Pulau pribadi ini mempunyai dua cottage atau pondok, rumah sederhana yang biasanya berada dekat pantai, dengan kondisi bobrok dan terlantar, namun keseluruhan pulau bisa dimiliki hanya dengan 250.000 poundsterling atau Rp 4,7 miliar.

Vladi Private Islands, agen real estate yang melayani jual-beli pulau pribadi, mengatakan kepada The Independent, Kamis (1/2/2018) bahwa banyak yang tertarik dengan pulau seluas 65 hektar itu.

Izin pembangunan pun sudah ada, seperti pembangunan untuk dermaga, gudang penyimpanan dengan area penampungan, beberapa gedung pertanian baru dan sebuah cottage lengkap dengan kincir angin, panel surya, dan septic tank.

Sedangkan air hujan yang dikumpulkan dari atap bangunan baru, akan dimanfaatkan untuk penyediaan air bersih.

"Ini adalah tempat yang memiliki pemandangan dan keindahan spektakuler dengan kombinasi alam liarnya," ujar pemilik agen real estate itu, Fahad Vladi, seperti dilansir The Independent.

"Di Skotlandia Anda memiliki undang-undang khusus yang melarang Anda untuk mengembangkan pulau, jadi kami harus selalu kembali ke pulau yang telah mendapatkan izin," pungkasnya.

 

2 dari 2 halaman

Tampung Pengungsi, Miliarder Mesir Ini Siap Beli Pulau di Italia

Pengungsi Suriah
Seorang anak pengungsi berjalan berangkat ke sekolah di sebuah kamp di Ain Issa, Suriah (22/8). Meski belajar di dalam tenda pengungsian, anak-anak tetap antusias mengikuti hari pertama tahun ajaran baru sekolah. (AFP Photo/Delil souleiman)

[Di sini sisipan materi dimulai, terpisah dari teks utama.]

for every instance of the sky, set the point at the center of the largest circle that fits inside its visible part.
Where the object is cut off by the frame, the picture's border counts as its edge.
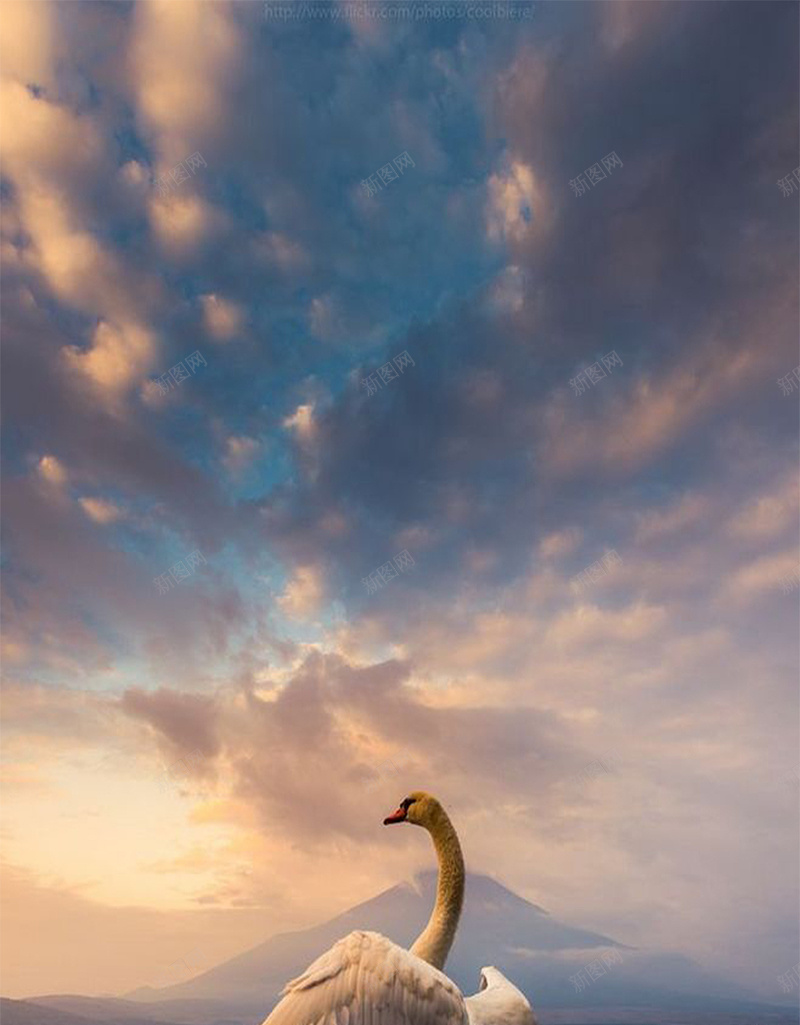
(391, 521)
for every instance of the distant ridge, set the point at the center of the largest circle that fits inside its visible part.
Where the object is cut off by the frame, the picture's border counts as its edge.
(535, 950)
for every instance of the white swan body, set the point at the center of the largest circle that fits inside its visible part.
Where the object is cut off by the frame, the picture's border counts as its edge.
(366, 979)
(498, 1002)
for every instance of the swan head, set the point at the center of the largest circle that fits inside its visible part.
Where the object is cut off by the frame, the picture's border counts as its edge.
(418, 808)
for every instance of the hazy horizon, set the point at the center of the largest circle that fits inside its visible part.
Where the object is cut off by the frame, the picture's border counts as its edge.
(390, 403)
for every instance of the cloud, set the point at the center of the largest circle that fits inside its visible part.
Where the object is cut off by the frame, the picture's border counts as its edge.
(186, 59)
(102, 510)
(222, 319)
(304, 593)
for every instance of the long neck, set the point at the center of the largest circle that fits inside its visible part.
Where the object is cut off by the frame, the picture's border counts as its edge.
(435, 941)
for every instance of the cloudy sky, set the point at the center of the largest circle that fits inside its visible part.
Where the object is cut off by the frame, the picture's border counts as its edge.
(195, 761)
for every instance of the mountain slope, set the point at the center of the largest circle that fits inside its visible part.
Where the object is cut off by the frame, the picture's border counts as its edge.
(494, 919)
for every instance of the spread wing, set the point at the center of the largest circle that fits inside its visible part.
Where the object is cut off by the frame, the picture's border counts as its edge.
(367, 980)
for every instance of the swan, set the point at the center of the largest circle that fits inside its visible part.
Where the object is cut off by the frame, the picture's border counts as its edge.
(366, 979)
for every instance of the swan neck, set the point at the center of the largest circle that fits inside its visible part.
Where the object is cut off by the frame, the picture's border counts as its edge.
(434, 943)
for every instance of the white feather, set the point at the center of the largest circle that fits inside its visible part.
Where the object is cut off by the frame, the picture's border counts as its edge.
(366, 979)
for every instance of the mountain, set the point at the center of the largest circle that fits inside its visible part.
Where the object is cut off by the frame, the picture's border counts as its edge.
(32, 1013)
(535, 950)
(494, 920)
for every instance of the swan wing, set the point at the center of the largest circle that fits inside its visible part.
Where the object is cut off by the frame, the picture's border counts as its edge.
(365, 979)
(498, 1002)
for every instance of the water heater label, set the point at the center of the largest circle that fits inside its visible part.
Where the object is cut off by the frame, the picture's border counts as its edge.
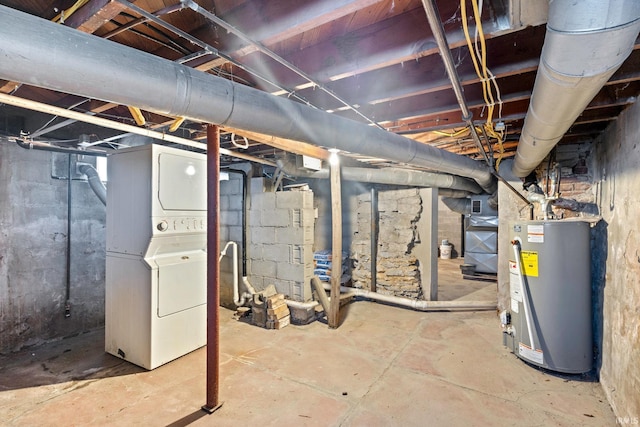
(535, 233)
(515, 285)
(528, 353)
(530, 263)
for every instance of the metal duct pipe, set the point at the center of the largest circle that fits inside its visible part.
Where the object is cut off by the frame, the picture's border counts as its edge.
(388, 176)
(51, 58)
(420, 305)
(94, 182)
(586, 42)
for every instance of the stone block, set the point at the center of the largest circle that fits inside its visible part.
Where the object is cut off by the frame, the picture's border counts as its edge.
(235, 233)
(255, 251)
(263, 201)
(290, 199)
(275, 218)
(263, 268)
(302, 316)
(254, 217)
(224, 234)
(387, 205)
(288, 271)
(263, 235)
(224, 203)
(230, 218)
(234, 202)
(259, 185)
(289, 235)
(308, 218)
(232, 186)
(277, 252)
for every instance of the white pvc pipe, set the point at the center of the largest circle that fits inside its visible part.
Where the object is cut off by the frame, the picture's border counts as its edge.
(525, 294)
(238, 300)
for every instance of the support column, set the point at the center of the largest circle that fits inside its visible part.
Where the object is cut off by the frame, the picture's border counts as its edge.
(429, 236)
(213, 269)
(336, 241)
(374, 239)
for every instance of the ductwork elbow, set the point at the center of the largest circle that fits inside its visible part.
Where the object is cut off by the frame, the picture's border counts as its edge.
(461, 206)
(586, 42)
(94, 182)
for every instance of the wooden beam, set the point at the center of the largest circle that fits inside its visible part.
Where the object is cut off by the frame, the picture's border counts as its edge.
(279, 20)
(94, 15)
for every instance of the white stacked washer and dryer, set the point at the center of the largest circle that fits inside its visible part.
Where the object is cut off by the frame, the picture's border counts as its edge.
(156, 254)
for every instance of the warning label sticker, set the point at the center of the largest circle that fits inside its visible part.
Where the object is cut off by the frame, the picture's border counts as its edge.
(528, 353)
(530, 263)
(535, 233)
(515, 284)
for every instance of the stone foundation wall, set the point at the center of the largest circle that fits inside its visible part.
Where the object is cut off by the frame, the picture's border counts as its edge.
(397, 265)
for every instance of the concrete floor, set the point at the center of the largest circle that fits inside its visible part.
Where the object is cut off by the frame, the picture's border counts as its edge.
(385, 366)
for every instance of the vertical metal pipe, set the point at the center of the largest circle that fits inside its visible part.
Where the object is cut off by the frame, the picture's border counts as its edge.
(213, 268)
(336, 237)
(374, 239)
(437, 29)
(67, 303)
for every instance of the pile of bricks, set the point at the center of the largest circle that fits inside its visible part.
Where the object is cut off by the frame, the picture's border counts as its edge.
(278, 315)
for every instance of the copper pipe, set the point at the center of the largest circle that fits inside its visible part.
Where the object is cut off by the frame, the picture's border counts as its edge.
(213, 269)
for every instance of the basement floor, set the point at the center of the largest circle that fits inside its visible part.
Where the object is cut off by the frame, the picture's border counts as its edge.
(385, 366)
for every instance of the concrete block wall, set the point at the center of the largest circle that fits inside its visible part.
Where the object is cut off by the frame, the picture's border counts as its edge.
(281, 242)
(33, 238)
(450, 228)
(616, 262)
(397, 264)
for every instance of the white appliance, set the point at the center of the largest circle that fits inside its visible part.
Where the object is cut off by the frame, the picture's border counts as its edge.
(156, 254)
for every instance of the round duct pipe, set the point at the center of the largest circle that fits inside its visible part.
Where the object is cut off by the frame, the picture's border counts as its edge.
(115, 73)
(586, 42)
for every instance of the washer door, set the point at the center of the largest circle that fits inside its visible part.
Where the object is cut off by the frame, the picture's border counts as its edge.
(182, 281)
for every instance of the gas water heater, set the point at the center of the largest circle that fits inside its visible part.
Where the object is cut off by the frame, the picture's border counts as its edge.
(550, 286)
(156, 254)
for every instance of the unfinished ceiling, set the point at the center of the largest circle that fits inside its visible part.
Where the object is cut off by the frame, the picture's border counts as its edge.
(375, 62)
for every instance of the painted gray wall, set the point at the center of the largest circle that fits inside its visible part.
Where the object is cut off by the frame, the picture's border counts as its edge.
(33, 238)
(617, 261)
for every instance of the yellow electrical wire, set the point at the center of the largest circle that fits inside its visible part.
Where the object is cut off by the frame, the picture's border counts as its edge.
(70, 11)
(487, 79)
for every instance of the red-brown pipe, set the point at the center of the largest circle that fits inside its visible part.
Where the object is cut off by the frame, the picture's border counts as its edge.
(213, 268)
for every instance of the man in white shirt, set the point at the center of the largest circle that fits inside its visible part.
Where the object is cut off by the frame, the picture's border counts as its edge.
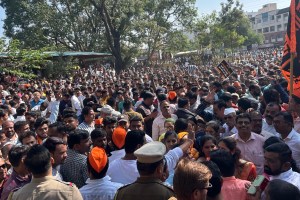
(99, 185)
(123, 170)
(250, 144)
(76, 105)
(54, 109)
(158, 126)
(89, 116)
(256, 122)
(271, 110)
(229, 126)
(58, 151)
(278, 158)
(283, 123)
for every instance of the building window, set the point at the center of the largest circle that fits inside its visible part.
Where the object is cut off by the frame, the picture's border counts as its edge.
(279, 38)
(265, 17)
(266, 30)
(278, 18)
(279, 27)
(286, 17)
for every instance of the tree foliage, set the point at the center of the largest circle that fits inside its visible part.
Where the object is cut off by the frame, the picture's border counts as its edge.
(122, 27)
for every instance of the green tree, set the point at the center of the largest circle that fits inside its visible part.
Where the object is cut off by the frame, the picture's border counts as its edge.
(122, 27)
(19, 61)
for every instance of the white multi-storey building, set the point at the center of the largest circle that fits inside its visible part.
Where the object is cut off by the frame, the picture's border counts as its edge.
(272, 23)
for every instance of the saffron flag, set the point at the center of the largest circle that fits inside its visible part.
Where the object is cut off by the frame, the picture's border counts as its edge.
(224, 69)
(292, 45)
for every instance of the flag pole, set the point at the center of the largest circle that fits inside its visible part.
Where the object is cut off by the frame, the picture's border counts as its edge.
(292, 74)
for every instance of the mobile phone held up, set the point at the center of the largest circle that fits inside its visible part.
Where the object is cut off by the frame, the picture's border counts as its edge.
(260, 182)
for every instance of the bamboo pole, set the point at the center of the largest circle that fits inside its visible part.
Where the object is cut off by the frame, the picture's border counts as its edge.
(292, 74)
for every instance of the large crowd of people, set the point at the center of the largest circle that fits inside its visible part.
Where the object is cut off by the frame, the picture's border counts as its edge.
(152, 133)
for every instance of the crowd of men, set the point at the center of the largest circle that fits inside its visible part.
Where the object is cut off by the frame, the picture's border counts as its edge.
(152, 133)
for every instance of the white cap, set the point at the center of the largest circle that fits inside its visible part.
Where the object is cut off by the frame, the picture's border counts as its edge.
(228, 111)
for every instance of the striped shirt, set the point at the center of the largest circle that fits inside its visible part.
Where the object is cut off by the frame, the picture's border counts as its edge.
(85, 126)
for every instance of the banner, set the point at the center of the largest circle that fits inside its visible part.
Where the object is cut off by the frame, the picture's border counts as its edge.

Seorang miliarder asal Mesir, menawarkan diri untuk membeli sebuah pulau di wilayah Italia atau Yunani. Pulau tersebut akan dia gunakan sebagai tempat berlabuh bagi pengungsi dari negara-negara yang dilanda perang di Timur Tengah maupun Afrika.

Seperti dikutip dari CNN, miliarder tersebut adalah Naguib Sawiris. Ia adalah salah satu orang terkaya di Mesir.

Sawiris mengungkapkan, ia bersedia menghabiskan kekayaannya untuk membeli pulau di Italia atau Yunani yang akan dijadikan tempat tinggal bagi para pengungsi.

"Yunani atau Italia, jualah sebuah pulau kepadaku," tulisnya dalam akun Twitter pribadinya. Ia akan mendirikan sebuah negara bagi para pengungsi dengan nama Harapan (Hope).

Sawiris juga mengungkapkan, ada puluhan pulau tak berpenghuni di Yunani atau Italia yang bisa ditinggali oleh lebih dari 200 ribu orang.

Banyak orang beranggapan bahwa ide yang ia punyai tersebut sangat konyol. Namun ia menolak pandangan tersebut.

"Ini adalah solusi paling sederhana," jelasnya kepada CNN.

"Mereka menjual pulau kepada saya dan saya akan membuat penampungan sementara bagi orang-orang ini (pengungsi). Saya akan membuat pelabuhan kecil agar kapal bisa mendarat di sana. Saya akan mempekerjakan orang-orang untuk bisa membangun rumah mereka sendiri, sekolah mereka sendiri, rumah sakit, universitas dan hotel," lanjutnya.

Pria berumur 61 tahun itu rela merogoh kocek dalam, karena ia merasa kasihan akan perlakuan sebagian besar penduduk dunia terhadap para imigran.

“Mereka seharusnya dapat mendapatkan hak yang sama seperti kita, bukan diperlakukan layaknya binatang ternak,” ungkap Sawiris.

"Saya berpikir kadang-kadang politikus tidak punya hati," komentar Sawiris yang merupakan petinggi di perusahaan telekomunikasi Orascom TMT.

Para pejabat Yunani dan Italia enggan untuk mengomentari ide tersebut.